15. RDMA Solution

15.1. RDMA Overview

Remote Direct Memory Access (RDMA) enables zero-copy data transfer between memory regions of two systems without CPU involvement in the data path. This significantly reduces latency and CPU overhead, making RDMA ideal for high-performance networking.

RoCE v2 (RDMA over Converged Ethernet v2) encapsulates RDMA traffic over UDP/IP, allowing it to be routable across Layer 3 networks.

RDMA solution comprises multiple software components working together: on the x86 host, the rdma-core user-space libraries and kernel modules provide RDMA verbs and core functionality, while on the Octeon CN10K, a DPDK-based firmware application maintains RDMA resource contexts and performs RoCEv2 encapsulation for high-performance data transfer

15.2. Octeon RDMA Firmware

dao-rdma_graph (referred to here as rdma) is a DPDK based application that exercises RDMA (RoCEv2/IB verbs) dataplane paths on OCTEON and host platforms.
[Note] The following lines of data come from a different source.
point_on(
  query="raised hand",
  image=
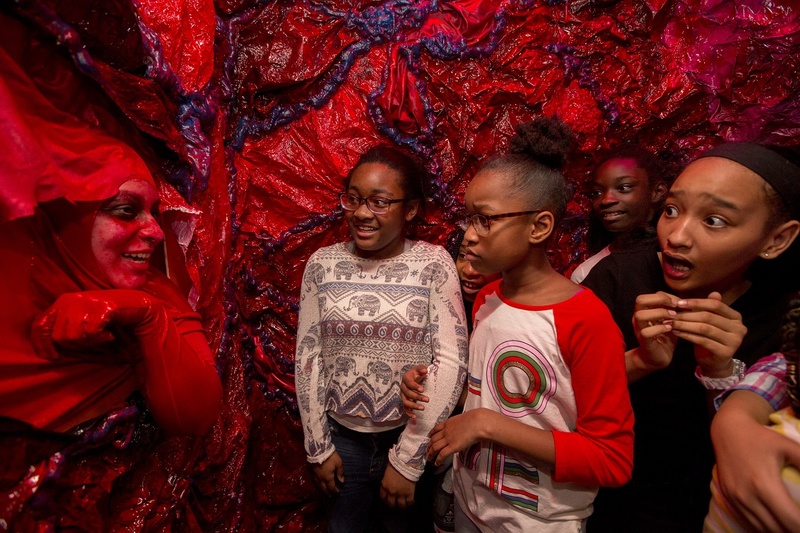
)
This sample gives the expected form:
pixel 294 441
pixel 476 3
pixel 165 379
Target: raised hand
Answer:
pixel 714 328
pixel 80 320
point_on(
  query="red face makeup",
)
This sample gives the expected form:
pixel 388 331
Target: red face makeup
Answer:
pixel 125 234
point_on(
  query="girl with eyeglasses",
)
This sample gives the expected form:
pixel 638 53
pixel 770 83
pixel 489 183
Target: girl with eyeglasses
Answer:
pixel 370 309
pixel 547 418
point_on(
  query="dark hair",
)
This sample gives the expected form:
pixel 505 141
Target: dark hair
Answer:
pixel 779 211
pixel 657 172
pixel 454 243
pixel 537 153
pixel 412 173
pixel 645 159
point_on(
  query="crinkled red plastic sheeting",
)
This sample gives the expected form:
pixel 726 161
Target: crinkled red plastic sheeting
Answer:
pixel 677 76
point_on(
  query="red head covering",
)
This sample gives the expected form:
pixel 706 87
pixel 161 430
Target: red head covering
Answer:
pixel 55 160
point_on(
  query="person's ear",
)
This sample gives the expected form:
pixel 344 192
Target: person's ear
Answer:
pixel 542 227
pixel 780 239
pixel 412 206
pixel 658 193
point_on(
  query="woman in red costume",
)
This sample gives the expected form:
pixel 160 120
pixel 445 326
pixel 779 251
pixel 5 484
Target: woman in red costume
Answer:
pixel 101 355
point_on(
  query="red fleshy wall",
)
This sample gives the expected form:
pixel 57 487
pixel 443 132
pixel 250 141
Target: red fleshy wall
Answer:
pixel 255 111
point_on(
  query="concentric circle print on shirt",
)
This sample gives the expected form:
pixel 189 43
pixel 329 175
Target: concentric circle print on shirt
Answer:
pixel 520 379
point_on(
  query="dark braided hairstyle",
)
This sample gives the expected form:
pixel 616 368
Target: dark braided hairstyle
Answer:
pixel 790 349
pixel 537 154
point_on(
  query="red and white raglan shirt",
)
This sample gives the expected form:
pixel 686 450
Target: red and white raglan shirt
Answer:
pixel 560 368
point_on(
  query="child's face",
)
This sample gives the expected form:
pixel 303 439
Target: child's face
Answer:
pixel 472 281
pixel 378 236
pixel 506 246
pixel 713 227
pixel 621 195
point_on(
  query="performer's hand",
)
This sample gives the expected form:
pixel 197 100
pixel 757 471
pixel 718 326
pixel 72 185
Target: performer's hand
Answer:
pixel 81 320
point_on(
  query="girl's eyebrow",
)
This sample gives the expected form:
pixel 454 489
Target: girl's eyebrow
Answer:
pixel 712 198
pixel 373 192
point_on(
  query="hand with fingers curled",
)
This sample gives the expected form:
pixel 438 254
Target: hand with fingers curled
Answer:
pixel 653 323
pixel 715 329
pixel 411 390
pixel 396 490
pixel 329 474
pixel 455 434
pixel 81 320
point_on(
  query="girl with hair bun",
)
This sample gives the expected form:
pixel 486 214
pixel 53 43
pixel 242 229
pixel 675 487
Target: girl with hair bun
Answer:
pixel 694 316
pixel 547 417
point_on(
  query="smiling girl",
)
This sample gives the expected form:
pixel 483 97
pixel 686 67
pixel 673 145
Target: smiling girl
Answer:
pixel 626 193
pixel 705 308
pixel 370 309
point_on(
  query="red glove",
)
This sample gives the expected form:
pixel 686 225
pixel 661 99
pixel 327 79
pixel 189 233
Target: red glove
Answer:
pixel 175 365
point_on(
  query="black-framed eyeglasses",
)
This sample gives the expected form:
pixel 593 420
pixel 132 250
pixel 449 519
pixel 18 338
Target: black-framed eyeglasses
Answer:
pixel 377 204
pixel 482 223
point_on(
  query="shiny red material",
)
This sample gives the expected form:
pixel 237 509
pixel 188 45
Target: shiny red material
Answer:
pixel 284 101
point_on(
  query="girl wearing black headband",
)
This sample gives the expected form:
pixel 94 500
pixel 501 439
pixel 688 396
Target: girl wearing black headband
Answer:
pixel 703 309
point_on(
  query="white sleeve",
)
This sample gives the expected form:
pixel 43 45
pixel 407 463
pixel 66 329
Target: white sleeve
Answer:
pixel 446 373
pixel 309 369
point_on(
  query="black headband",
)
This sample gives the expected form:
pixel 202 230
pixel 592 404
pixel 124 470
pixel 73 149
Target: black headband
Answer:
pixel 772 167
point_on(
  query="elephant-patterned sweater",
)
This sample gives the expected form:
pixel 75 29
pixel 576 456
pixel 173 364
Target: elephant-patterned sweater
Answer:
pixel 362 324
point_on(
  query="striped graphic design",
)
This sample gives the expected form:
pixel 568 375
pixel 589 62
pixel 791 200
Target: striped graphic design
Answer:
pixel 520 379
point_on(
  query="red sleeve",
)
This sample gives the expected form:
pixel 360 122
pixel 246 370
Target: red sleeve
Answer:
pixel 178 376
pixel 600 450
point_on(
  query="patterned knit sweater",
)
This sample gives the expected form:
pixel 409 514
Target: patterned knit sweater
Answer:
pixel 362 324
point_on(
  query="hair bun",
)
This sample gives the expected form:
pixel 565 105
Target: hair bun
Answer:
pixel 546 139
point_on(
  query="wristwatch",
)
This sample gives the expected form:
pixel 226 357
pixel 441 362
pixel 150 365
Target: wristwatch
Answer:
pixel 722 383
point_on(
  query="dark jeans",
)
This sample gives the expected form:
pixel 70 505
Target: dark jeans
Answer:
pixel 358 506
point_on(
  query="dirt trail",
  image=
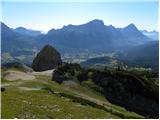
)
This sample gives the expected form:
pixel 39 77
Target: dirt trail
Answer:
pixel 46 73
pixel 17 75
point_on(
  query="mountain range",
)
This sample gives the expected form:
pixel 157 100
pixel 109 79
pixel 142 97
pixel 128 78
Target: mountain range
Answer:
pixel 22 44
pixel 151 34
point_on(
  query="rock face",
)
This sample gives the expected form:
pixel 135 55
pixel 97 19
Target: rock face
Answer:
pixel 48 58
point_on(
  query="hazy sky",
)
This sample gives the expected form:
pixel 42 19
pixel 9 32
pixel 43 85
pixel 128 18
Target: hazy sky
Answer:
pixel 43 16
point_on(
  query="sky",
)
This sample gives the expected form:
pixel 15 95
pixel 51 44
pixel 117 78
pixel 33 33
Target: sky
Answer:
pixel 46 14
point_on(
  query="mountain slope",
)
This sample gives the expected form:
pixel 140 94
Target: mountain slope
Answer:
pixel 16 44
pixel 24 31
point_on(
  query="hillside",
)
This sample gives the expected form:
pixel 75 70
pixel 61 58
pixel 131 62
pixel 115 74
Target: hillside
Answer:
pixel 29 97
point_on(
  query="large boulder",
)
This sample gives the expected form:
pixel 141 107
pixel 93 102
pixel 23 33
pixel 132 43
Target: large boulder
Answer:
pixel 48 58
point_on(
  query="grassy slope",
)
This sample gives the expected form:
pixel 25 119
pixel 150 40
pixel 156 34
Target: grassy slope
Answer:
pixel 19 103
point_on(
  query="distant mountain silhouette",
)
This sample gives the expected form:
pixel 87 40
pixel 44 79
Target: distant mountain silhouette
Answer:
pixel 151 34
pixel 25 31
pixel 96 36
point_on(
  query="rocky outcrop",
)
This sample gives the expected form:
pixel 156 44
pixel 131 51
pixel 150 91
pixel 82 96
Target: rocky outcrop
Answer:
pixel 48 58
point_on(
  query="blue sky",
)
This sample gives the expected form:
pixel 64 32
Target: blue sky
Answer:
pixel 46 15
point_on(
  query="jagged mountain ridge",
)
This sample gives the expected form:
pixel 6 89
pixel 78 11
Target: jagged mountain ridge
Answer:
pixel 93 36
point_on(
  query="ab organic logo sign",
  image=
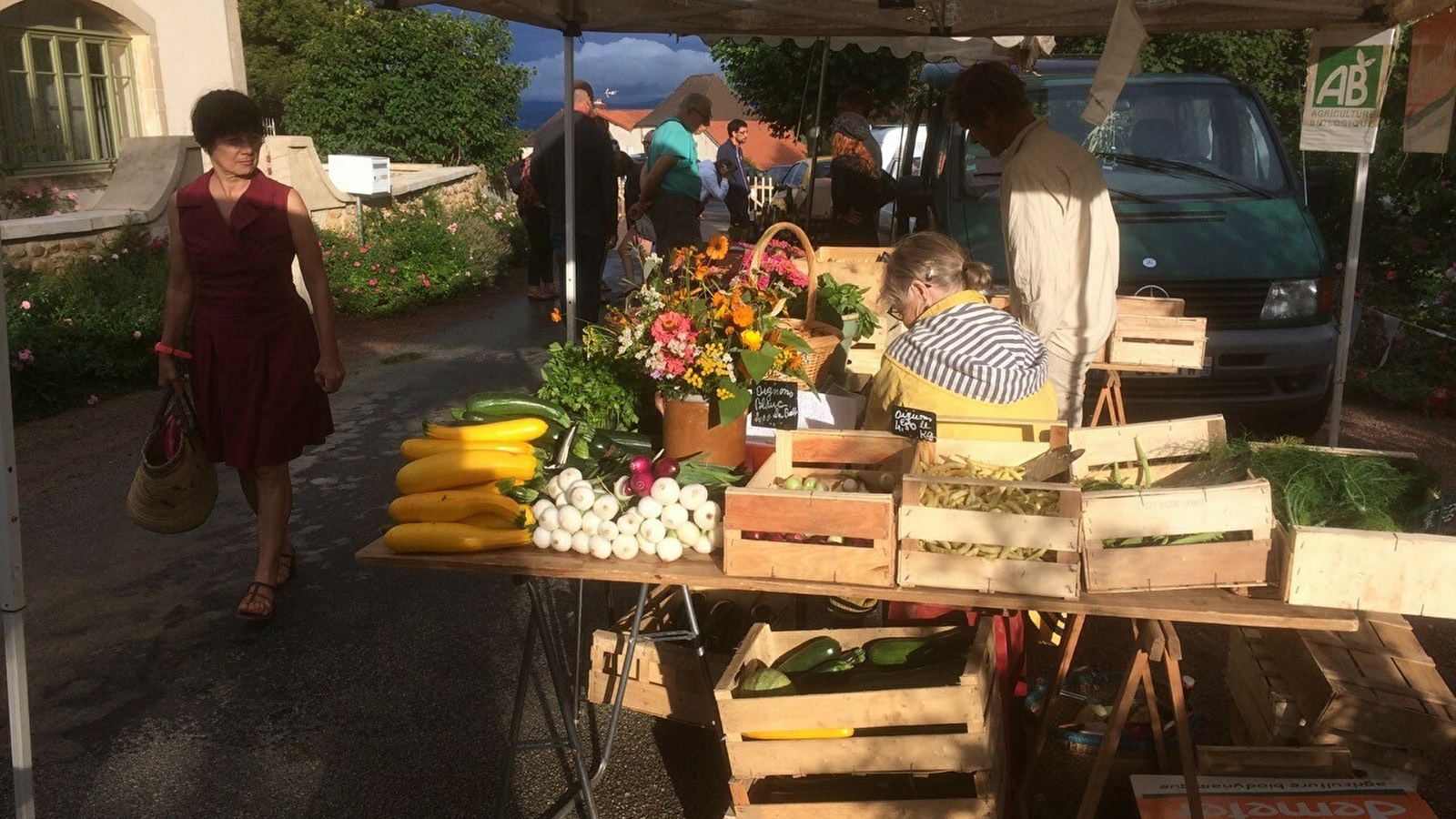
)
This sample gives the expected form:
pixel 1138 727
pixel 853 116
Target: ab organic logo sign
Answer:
pixel 1349 77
It supports multi-queue (multi-QP) UD and RC transports, multi-device scenarios (multiple RDMA interfaces), and validation via standard rdma-core utilities (ibv_*) and RDMA perftests utilities.

The application configures required RPM/SDP/DPI resources on OCTEON, launches workers to process Ethernet receive nodes feeding RDMA graph nodes, and allows users to run verbs test programs (ibv_ud_pingpong, ibv_rdma_mq_trf) across host <-> OCTEON or multi-device setups.

15.2.1. Features

• DPDK based RDMA dataplane orchestration on OCTEON (RPM + SDP + DPI VFs)

• Supports UD transport ping/pong validation (ibv_ud_pingpong)

• Supports multi-queue UD and RC tests (ibv_rdma_mq_trf)

• Multi-device RDMA support (multiple RDMA VF devices)

• Works with host-side rdma-core utilities for probing & stats

• VFIO-PCI binding for RPM/SDP/DPI devices

• Programmable number of Queue Pairs (QPs) per test

• Command-line options for selecting device masks, number of RDMA devices, etc.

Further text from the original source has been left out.